Surgical removal of pituitary adenomas, if possible, is the preferred initial treatment for most acromegaly patients. Pharmacological treatments are used for patients who are not candidates for surgery, or when surgery is unsuccessful in achieving treatment goals. Approximately 50% of patients with acromegaly prove to be candidates for pharmacological treatment. Long-acting somatostatin analogues are the most common initial pharmacologic treatment; however, these drugs require monthly depot injections with large gauge needles that are commonly associated with pain, injection site reactions, and increased burden of therapy on the lives of patients.
About Paltusotine
Paltusotine is an investigational, orally available nonpeptide agonist that is designed to be highly selective for the somatostatin receptor type 2 (SST2). It was designed by the Crinetics discovery team to provide a once-daily option for patients with acromegaly and neuroendocrine tumors. A previously completed Phase 1 study of paltusotine showed clinical proof of concept by providing evidence of potent suppression of the growth hormone axis in healthy volunteers. In Phase 2 studies, paltusotine maintained IGF-1 levels in acromegaly patients who switched from injectable depot medications to once-daily oral paltusotine. IGF-1 is the primary biomarker endocrinologists use to manage their acromegaly patients.
In completed studies, paltusotine has been generally well tolerated. The most common treatment-emergent adverse events in Phase 2 trials (>10%) evaluating patients with acromegaly included headache, arthralgia, fatigue, peripheral swelling, paresthesia and hyperhidrosis.
About Crinetics Pharmaceuticals
Crinetics Pharmaceuticals is a clinical stage pharmaceutical company focused on the discovery, development, and commercialization of novel therapeutics for rare endocrine diseases and endocrine-related tumors.

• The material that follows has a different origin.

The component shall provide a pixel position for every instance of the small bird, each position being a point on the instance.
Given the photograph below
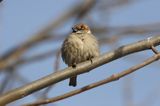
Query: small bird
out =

Paltusotine, an investigational, oral somatostatin receptor type 2 (SST2) agonist, is in Phase 3 clinical development for acromegaly and Phase 2 clinical development for carcinoid syndrome associated with neuroendocrine tumors. Crinetics has demonstrated pharmacologic proof-of-concept in Phase 1 clinical studies for CRN04777, an investigational, oral somatostatin receptor type 5 (SST5) agonist for congenital hyperinsulinism, and for CNR04894, an investigational, oral ACTH antagonist for the treatment of Cushing’s disease, congenital adrenal hyperplasia, and other diseases of excess ACTH. All of the company’s drug candidates are orally delivered, small molecule new chemical entities resulting from in-house drug discovery efforts.